Steven was born in San Diego in 1971, and grew up in the small town atmosphere of Novato, California. School was not easy for Steven. In fact, he says, “I was a kid who struggled. I tried, but it was very difficult.” Steven suffers from dyslexia and thus his parents encouraged him in the arts—painting and music. At the age of 13, his parents enrolled him in an oil painting class. It was mostly attended by older women artists. “It was a fun dynamic with the old ladies,” he laughs. “The teacher made an exception, and let me into the adult only class.”He studied there for five years, learning the techniques of a traditional style. On graduating high school, he admits, “I didn’t have a direction.” He enrolled at Santa Barbara College where he had just enough money for two years of study, taking courses in art. Later he transferred to Azusa Pacific University near Pasadena where he was interested in music, drama, and art. He was in the university choir and also played the guitar and wrote music. He graduated with a B.A. in Fine Art. “It was like my life was filled with a miscellany of hobbies.” Even though painting was not a priority to him at university, he learned through his studies to connect the emotion that he was seeking to portray in his paintings with technique—to communicate a depth of feeling that is evidenced in his work today. Before graduating, he was honored by being asked to paint a 30-foot mural for the university’s Marshburn Memorial Library solarium.
Eventually, he decided to pursue a career as an artist although he still loves to write music and sing.

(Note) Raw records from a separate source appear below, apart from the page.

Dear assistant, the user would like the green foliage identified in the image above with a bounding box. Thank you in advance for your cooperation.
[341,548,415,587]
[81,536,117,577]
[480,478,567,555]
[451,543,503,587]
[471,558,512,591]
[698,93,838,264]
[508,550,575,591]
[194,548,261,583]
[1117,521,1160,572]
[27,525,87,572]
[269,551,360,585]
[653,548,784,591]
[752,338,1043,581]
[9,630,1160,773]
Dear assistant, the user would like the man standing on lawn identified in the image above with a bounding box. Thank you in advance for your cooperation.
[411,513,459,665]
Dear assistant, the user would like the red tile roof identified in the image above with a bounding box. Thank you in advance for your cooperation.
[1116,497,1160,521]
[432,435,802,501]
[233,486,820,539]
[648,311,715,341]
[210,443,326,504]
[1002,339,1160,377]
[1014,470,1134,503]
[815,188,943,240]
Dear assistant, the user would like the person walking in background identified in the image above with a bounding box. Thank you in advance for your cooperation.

Describing himself as very much self-taught, Steven focuses on painting scenes, whether they be of a European city, Mediterranean seascape, or California landscape that capture feelings of romance and emotion. His inspiration comes from the joy of life. “I have always enjoyed being a romantic,” he says. Painters that have moved him are Tom Swimm for his use of colors; Rembrandt for his application of light on dark; Charles W. Mundy for the sense of movement in his impressionist plein air works, “mixing on the canvas which is fun and exciting.” He admires the work of Howard Behrens, fellow palette knife artist; and James Coleman for the romance he infuses into his paintings.
The scenes he paints are painted Plein Air or recreated from his photographs and sketches, inspired from his travels to Europe as well as England with Natalie. He has now widened his horizons with works set in Hawaii and tropical regions
Family life is important to Steven. He and Natalie have four children; their home is in North Tustin, CA, not far from the Pacific Ocean where Steven loves to surf. Known for his prolificacy, Steven completes as many as 120 paintings a year. As he works he listens to music, maybe the classics, Bach or Schubert are his favorites, or the romance of such as Andrea Bocelli. “I do tend to be a melancholy type of personality, so there is a little bit of mystery to my paintings. Yet, I want to convey a happy feeling—joy and hope. There is a lot of negativity in the world and, as an artist; I believe we have a duty to bring hope into people’s lives.” Religion is important to Steven. “We go to church every Sunday, and I try to start each day with a prayer, giving thanks for what God has given me and the joys I experience every day. I am thankful to live where I am, free to do what I love. As much as I enjoy visiting other places, I love coming home.”